I don’t think a lot of Trump voters watch my show. I don’t think I’ve given them reason to. We try very hard not to be critical of Trump voters — we try very hard to be critical of Trump and the Trump administration. Especially after this election, I think that it was important to try to figure out and have empathy for why people made choices they made. If you were someone that spent eight years under the Obama administration and your life got markedly worse, you vote for change. So, in trying to have an understanding of those people, part of that is wanting there to be shows that people can tune into and maybe watch Trump take less of an ass-kicking than they have to if they tune in to watch ours.
What is it about the narrative of a war between late-night talk show hosts that’s so exciting for the media? I don’t exclude myself from that — as a ’90s kid raised on Letterman and Leno, I love it when you guys are at each others’ throats. But it does seem like the media’s fallback position on covering these shows is to pit them against each other, like battling nation-states.
I guess we have to blame Bill Carter for writing two such excellent books about the inner workings of these things that were incredibly readable and made it all seem more dramatic than it really is. Because when you look at it, the differences in the ratings of these shows are pretty small. It’s not like the Patriots and the Falcons where one definitely won and the other definitely lost.
It’s weird to me. I don’t fully understand it, either. Because when you like a TV show — a sitcom, let’s say — you don’t constantly frame the praise for that against other sitcoms. But it does seem like that’s one of the traps of talking about late-night TV. And it’s unfortunate because I do think the people who do shows like this have an appreciation for how hard they are and we all therefore have an appreciation for the work each other is doing.
Before I let you go, I have to ask about the 2011 White House Correspondents Dinner and the role it supposedly played in convincing Trump to run for president. I feel like you’ll probably be asked about this in every interview until the day you die but: Any regrets about mocking poor Donald so much?
I don’t have any regrets about that night, and in general I think the only way I would feel bad right now is, if given the opportunity that I had leading up to the election, if I had said less about what I felt about Donald Trump. Then I would feel regret.

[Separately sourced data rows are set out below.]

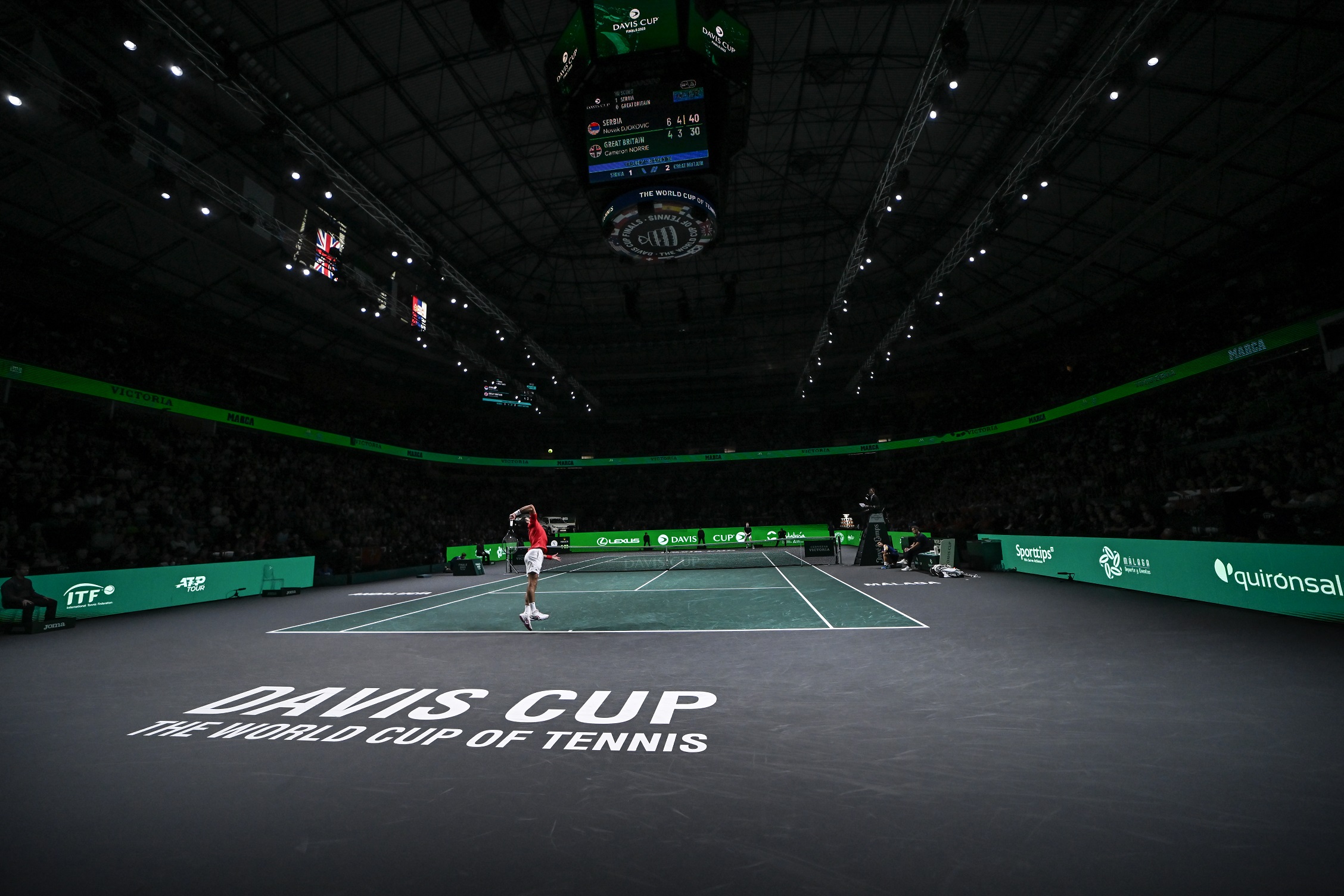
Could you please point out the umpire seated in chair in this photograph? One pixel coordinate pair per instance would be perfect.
(918, 545)
(18, 594)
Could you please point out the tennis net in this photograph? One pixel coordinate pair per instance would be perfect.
(692, 556)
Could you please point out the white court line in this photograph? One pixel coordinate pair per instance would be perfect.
(396, 603)
(662, 574)
(754, 587)
(800, 594)
(611, 630)
(401, 615)
(870, 597)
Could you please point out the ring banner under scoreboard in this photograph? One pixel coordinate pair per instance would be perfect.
(1292, 579)
(112, 592)
(156, 402)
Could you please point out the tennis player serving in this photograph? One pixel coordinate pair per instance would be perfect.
(537, 538)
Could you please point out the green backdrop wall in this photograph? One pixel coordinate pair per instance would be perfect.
(111, 592)
(1293, 579)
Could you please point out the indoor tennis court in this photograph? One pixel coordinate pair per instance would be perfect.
(675, 599)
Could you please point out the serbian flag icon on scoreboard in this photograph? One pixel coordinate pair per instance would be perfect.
(328, 246)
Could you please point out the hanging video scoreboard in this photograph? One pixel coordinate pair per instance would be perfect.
(647, 129)
(499, 393)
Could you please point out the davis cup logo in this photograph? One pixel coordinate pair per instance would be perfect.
(1110, 562)
(86, 594)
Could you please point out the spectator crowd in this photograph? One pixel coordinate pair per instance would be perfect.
(1247, 453)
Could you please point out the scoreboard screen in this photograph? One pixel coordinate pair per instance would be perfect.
(647, 128)
(499, 393)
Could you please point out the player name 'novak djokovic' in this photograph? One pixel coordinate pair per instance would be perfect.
(432, 704)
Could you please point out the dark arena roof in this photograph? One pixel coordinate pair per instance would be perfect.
(332, 288)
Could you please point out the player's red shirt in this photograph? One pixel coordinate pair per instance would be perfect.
(536, 533)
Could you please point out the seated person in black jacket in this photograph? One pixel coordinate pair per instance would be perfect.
(918, 545)
(18, 594)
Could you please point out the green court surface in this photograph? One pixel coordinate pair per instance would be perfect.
(792, 598)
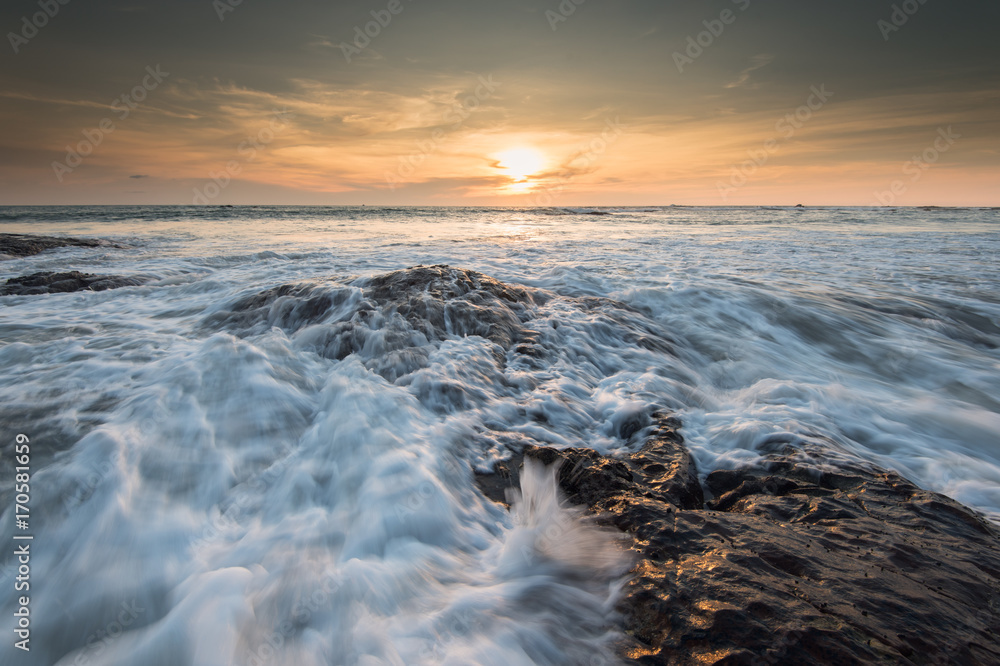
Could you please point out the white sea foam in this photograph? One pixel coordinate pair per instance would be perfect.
(262, 502)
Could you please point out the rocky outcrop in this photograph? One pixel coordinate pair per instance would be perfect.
(22, 245)
(61, 283)
(791, 562)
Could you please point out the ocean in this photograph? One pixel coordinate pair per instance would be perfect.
(223, 472)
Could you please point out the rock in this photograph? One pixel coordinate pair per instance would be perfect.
(61, 283)
(22, 245)
(789, 563)
(440, 300)
(392, 322)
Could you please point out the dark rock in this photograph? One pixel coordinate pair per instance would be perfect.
(439, 301)
(22, 245)
(789, 563)
(61, 283)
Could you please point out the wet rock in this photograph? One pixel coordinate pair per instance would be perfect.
(790, 562)
(439, 301)
(393, 322)
(62, 283)
(23, 245)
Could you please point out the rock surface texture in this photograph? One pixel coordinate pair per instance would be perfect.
(61, 283)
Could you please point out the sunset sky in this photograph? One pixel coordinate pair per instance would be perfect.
(520, 102)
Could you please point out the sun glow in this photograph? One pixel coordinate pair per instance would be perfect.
(520, 163)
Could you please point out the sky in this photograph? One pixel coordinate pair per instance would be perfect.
(510, 102)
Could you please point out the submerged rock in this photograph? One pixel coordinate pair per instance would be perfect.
(392, 321)
(23, 245)
(61, 283)
(789, 563)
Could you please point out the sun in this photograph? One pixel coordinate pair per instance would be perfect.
(520, 162)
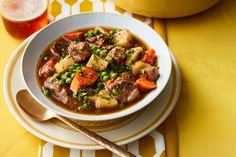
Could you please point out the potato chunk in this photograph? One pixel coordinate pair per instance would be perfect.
(97, 63)
(101, 30)
(105, 100)
(64, 64)
(123, 38)
(135, 52)
(138, 66)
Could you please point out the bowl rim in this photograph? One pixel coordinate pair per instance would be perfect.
(103, 117)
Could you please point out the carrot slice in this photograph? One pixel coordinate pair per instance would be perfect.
(143, 84)
(48, 68)
(149, 56)
(85, 78)
(73, 36)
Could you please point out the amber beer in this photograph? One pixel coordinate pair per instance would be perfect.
(23, 17)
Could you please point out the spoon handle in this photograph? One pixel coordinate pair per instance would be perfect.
(97, 138)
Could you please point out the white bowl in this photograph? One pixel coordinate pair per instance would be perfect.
(43, 38)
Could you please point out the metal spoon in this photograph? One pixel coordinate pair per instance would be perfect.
(39, 113)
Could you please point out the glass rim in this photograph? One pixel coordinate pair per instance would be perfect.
(24, 19)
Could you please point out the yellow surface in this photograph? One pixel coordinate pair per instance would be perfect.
(165, 8)
(204, 46)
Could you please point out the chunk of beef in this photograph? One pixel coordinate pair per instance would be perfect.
(58, 48)
(58, 91)
(150, 73)
(107, 47)
(117, 54)
(98, 40)
(127, 90)
(123, 38)
(79, 51)
(126, 76)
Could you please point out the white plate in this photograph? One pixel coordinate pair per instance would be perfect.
(48, 34)
(150, 118)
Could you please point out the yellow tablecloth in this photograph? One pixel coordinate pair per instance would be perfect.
(204, 47)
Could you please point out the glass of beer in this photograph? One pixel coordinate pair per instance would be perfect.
(21, 18)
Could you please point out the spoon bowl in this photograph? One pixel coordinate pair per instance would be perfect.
(39, 113)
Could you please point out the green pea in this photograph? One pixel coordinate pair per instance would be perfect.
(98, 50)
(121, 105)
(100, 85)
(104, 73)
(57, 75)
(110, 60)
(129, 52)
(114, 75)
(75, 94)
(90, 93)
(93, 47)
(46, 58)
(102, 54)
(78, 69)
(115, 91)
(111, 72)
(67, 74)
(72, 75)
(85, 98)
(105, 78)
(68, 80)
(45, 91)
(97, 32)
(61, 82)
(77, 39)
(71, 68)
(63, 77)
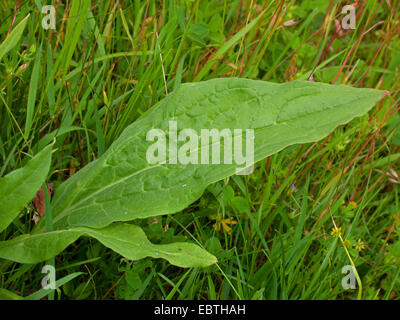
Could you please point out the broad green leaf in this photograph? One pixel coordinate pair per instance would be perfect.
(121, 185)
(40, 294)
(126, 239)
(20, 186)
(13, 37)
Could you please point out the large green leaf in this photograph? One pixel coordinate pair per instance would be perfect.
(128, 240)
(121, 185)
(20, 186)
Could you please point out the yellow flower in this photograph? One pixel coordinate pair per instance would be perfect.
(223, 224)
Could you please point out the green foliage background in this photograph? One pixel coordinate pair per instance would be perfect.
(273, 232)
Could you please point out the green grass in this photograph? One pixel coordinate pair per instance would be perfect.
(273, 232)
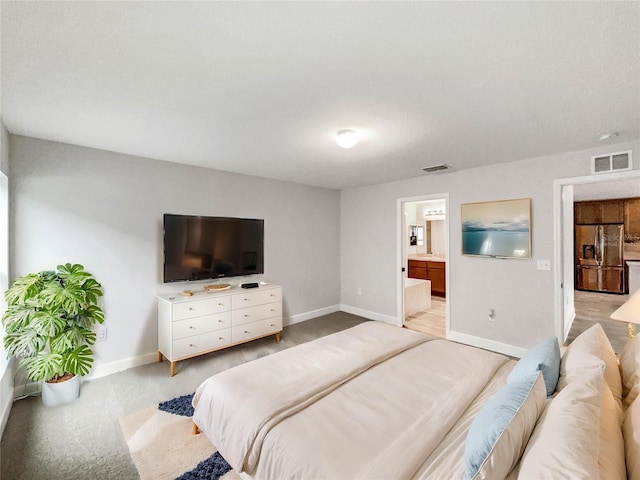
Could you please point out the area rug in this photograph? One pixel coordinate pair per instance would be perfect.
(162, 445)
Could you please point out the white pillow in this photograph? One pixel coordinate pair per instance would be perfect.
(591, 348)
(499, 432)
(611, 455)
(566, 440)
(631, 432)
(630, 369)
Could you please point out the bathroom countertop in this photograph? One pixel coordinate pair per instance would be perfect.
(427, 258)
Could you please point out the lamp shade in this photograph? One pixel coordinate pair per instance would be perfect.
(629, 312)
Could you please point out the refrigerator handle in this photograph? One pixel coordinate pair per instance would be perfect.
(596, 242)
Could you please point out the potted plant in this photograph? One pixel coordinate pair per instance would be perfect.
(48, 325)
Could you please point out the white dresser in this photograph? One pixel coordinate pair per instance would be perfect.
(206, 322)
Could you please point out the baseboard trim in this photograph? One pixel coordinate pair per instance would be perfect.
(486, 344)
(303, 317)
(370, 315)
(569, 323)
(105, 369)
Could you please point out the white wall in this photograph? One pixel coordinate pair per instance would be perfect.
(6, 377)
(104, 210)
(521, 295)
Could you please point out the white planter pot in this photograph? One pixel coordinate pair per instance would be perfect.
(54, 394)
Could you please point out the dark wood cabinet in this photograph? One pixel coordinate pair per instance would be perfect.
(632, 220)
(433, 271)
(607, 211)
(418, 269)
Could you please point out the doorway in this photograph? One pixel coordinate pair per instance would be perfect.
(423, 254)
(569, 320)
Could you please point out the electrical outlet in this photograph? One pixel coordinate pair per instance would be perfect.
(101, 334)
(544, 264)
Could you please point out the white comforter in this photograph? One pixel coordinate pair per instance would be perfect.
(374, 401)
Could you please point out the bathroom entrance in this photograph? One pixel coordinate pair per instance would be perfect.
(424, 240)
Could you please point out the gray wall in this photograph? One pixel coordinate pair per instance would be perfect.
(4, 148)
(104, 210)
(521, 295)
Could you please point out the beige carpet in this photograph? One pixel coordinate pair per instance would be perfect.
(162, 445)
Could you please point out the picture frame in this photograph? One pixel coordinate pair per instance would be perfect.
(497, 229)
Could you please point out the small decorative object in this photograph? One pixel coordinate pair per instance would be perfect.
(497, 229)
(217, 287)
(48, 325)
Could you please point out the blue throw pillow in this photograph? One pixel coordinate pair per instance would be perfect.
(500, 431)
(544, 357)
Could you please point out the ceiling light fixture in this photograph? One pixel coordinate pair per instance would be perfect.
(607, 136)
(347, 138)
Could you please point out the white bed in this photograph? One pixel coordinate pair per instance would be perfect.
(374, 401)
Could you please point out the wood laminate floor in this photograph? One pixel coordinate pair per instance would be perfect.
(594, 307)
(591, 308)
(432, 321)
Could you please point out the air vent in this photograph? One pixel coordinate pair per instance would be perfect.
(436, 168)
(612, 162)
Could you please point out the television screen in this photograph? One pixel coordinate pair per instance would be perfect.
(199, 248)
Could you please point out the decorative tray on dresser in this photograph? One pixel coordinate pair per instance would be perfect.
(205, 321)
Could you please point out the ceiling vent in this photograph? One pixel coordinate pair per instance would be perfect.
(436, 168)
(612, 162)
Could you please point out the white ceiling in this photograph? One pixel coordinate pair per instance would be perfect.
(260, 87)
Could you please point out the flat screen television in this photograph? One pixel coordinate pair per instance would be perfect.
(201, 248)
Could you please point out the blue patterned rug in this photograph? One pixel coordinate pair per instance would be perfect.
(213, 467)
(163, 448)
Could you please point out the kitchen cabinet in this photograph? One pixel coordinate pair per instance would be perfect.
(632, 220)
(606, 211)
(430, 270)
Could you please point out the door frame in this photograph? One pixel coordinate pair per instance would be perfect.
(560, 242)
(401, 253)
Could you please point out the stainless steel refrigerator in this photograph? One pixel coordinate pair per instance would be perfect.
(599, 263)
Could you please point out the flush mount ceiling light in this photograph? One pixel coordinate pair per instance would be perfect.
(607, 136)
(347, 138)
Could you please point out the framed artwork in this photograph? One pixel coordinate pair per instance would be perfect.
(499, 229)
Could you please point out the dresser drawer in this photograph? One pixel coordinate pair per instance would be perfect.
(258, 297)
(198, 325)
(198, 308)
(190, 346)
(256, 329)
(259, 312)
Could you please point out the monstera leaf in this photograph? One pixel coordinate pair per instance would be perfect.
(48, 321)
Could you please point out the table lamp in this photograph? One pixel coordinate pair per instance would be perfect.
(629, 312)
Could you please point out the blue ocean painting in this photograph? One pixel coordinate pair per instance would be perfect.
(495, 243)
(496, 229)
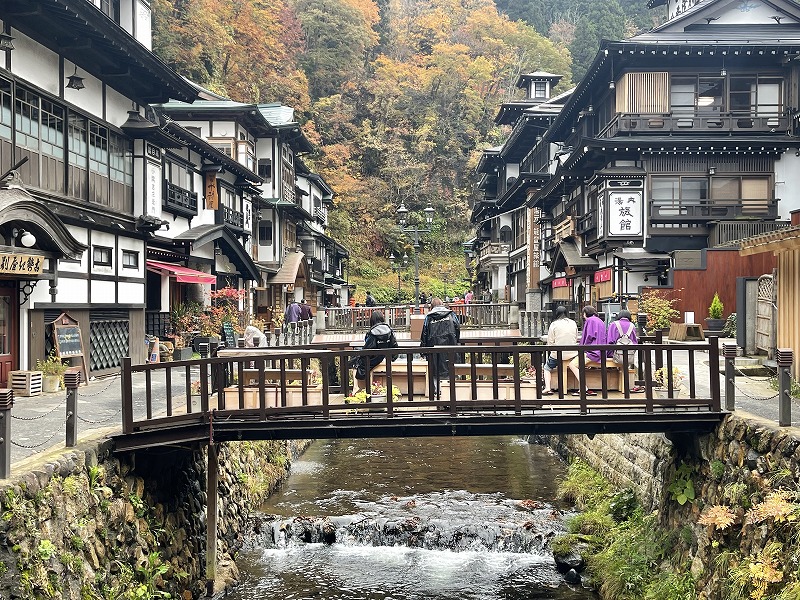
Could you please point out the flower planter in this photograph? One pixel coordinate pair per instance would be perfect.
(51, 383)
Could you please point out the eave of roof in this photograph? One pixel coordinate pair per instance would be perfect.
(79, 31)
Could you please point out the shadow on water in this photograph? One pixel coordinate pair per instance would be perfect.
(411, 519)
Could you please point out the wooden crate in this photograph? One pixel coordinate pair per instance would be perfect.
(25, 383)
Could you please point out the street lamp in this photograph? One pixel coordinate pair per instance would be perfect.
(398, 267)
(402, 218)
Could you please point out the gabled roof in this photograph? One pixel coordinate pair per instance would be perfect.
(79, 31)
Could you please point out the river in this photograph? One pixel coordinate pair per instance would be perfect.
(413, 519)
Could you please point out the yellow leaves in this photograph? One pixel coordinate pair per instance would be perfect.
(718, 516)
(776, 506)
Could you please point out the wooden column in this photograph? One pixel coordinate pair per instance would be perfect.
(212, 477)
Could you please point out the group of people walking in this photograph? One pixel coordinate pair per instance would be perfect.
(563, 331)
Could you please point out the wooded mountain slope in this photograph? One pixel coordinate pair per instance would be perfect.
(398, 96)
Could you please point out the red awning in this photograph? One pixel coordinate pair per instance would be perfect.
(181, 274)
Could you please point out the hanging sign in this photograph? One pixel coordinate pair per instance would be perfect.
(212, 195)
(21, 264)
(602, 275)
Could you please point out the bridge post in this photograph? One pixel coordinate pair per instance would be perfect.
(6, 404)
(784, 358)
(212, 479)
(72, 379)
(729, 352)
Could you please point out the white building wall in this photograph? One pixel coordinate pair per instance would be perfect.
(39, 66)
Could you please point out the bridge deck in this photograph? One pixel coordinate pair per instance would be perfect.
(298, 393)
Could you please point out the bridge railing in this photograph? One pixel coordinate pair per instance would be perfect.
(355, 319)
(274, 384)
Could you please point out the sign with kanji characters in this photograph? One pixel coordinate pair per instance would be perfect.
(212, 194)
(602, 275)
(21, 264)
(625, 214)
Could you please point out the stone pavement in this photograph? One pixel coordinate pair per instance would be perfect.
(38, 425)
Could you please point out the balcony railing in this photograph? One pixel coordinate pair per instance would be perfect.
(672, 123)
(587, 222)
(232, 217)
(712, 210)
(179, 201)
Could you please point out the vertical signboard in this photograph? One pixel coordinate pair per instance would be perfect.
(212, 194)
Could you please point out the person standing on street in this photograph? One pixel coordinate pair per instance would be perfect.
(305, 311)
(440, 328)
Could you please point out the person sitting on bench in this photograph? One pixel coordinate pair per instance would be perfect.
(594, 334)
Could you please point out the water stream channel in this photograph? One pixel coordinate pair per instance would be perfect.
(411, 519)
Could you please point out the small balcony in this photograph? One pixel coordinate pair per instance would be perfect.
(179, 201)
(626, 124)
(672, 211)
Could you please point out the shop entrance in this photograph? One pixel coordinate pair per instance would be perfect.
(8, 328)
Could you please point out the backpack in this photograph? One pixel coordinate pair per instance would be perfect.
(624, 340)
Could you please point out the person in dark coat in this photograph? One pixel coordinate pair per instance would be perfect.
(305, 311)
(440, 328)
(380, 335)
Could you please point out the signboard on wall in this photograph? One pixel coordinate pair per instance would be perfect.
(212, 194)
(625, 214)
(21, 264)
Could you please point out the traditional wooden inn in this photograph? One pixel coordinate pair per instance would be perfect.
(676, 144)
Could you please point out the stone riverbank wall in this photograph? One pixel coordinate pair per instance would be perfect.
(742, 466)
(91, 525)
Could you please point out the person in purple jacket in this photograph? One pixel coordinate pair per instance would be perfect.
(594, 333)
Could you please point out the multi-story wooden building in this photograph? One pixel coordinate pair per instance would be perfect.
(677, 142)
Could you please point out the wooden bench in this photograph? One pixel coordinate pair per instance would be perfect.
(419, 376)
(251, 375)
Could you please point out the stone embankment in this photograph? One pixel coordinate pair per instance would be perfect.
(741, 487)
(90, 524)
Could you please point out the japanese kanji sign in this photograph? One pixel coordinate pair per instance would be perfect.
(21, 264)
(625, 214)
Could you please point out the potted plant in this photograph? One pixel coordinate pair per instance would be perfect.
(715, 322)
(661, 378)
(659, 308)
(53, 370)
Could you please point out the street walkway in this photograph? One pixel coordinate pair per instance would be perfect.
(38, 425)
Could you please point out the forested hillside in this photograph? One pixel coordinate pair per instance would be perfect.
(398, 96)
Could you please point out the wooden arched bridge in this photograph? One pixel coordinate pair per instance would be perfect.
(495, 388)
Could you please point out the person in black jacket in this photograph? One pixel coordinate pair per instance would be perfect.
(440, 328)
(380, 335)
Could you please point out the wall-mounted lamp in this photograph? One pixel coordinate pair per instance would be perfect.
(5, 42)
(26, 238)
(74, 81)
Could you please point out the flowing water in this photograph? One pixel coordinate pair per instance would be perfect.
(411, 519)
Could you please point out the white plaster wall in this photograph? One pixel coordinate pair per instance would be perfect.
(787, 182)
(104, 292)
(35, 63)
(73, 291)
(131, 293)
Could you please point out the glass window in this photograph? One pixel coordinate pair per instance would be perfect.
(101, 256)
(265, 232)
(130, 259)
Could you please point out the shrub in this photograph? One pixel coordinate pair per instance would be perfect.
(715, 308)
(660, 309)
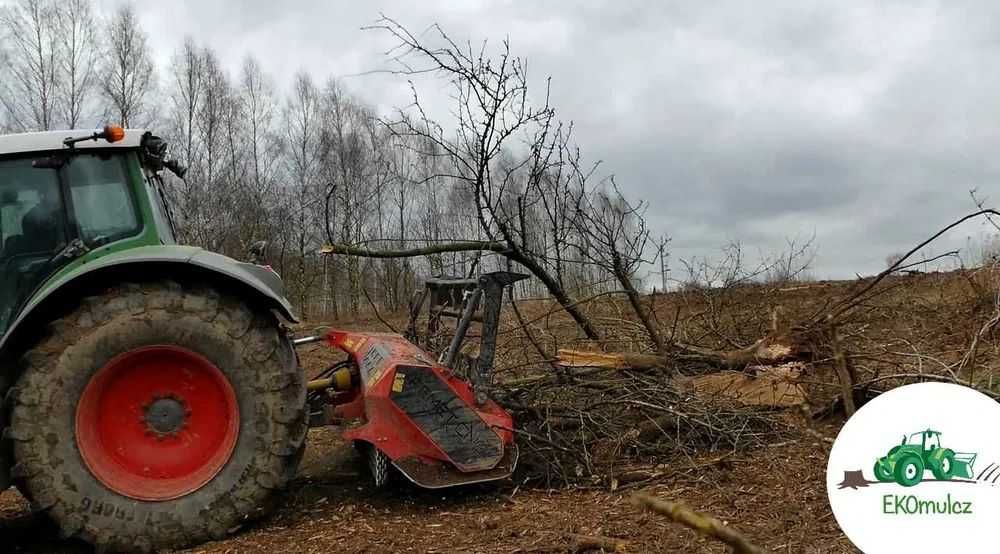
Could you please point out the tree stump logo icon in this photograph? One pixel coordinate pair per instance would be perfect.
(910, 459)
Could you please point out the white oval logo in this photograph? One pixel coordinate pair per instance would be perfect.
(917, 469)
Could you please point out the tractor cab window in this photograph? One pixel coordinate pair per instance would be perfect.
(101, 198)
(48, 201)
(32, 229)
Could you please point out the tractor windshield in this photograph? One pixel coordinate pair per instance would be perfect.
(47, 202)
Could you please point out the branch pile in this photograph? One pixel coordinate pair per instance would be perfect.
(598, 426)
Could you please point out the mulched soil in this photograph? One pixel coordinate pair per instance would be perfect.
(776, 496)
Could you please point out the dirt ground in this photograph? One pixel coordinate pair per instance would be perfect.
(776, 496)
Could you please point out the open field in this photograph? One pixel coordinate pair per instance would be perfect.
(775, 494)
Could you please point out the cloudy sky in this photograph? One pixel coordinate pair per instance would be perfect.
(865, 123)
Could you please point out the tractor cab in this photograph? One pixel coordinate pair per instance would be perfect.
(928, 440)
(60, 200)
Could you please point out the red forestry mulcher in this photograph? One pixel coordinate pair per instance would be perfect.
(151, 396)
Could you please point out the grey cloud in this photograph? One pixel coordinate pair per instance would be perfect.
(865, 123)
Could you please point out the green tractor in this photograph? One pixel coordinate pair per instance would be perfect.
(151, 397)
(906, 463)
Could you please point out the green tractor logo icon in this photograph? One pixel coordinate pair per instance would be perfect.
(906, 463)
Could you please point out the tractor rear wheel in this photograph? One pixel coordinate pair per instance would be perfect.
(909, 471)
(158, 416)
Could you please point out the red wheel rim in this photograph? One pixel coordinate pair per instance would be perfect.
(157, 423)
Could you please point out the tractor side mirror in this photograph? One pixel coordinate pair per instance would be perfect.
(257, 252)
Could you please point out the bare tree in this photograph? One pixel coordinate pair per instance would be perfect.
(128, 73)
(492, 109)
(28, 84)
(75, 39)
(302, 117)
(187, 77)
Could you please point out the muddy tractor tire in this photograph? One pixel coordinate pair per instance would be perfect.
(157, 416)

In 2011, that was the heart of the birther nonsense and that’s probably why I was particularly angry when it came up again during the election and he tried to excuse that behavior. That really brought me back to 2011. I thought he made himself a very fair target and I have no regret about it. Even if that is true, that it was beginning of this narrative, I can’t say it wasn’t a really fun night.
Do you really think that’s true though, that he decided to run because you and Obama embarrassed him?
I mean, look, it was a real bad night for him. I also should stress this: It’s the biggest “fuck you” to me that I made fun of him that night and five years later he was president. And I really tip my cap. The amount of people that told me that night, “That’s the end of him, thanks to you” — and, you know, he showed us all. So there’s a lot of things about him where I think he’s a liar and I think that he’s disingenuous but if he ever said, “I showed the smug fucker Seth Meyers,” that would be a 100 percent truth.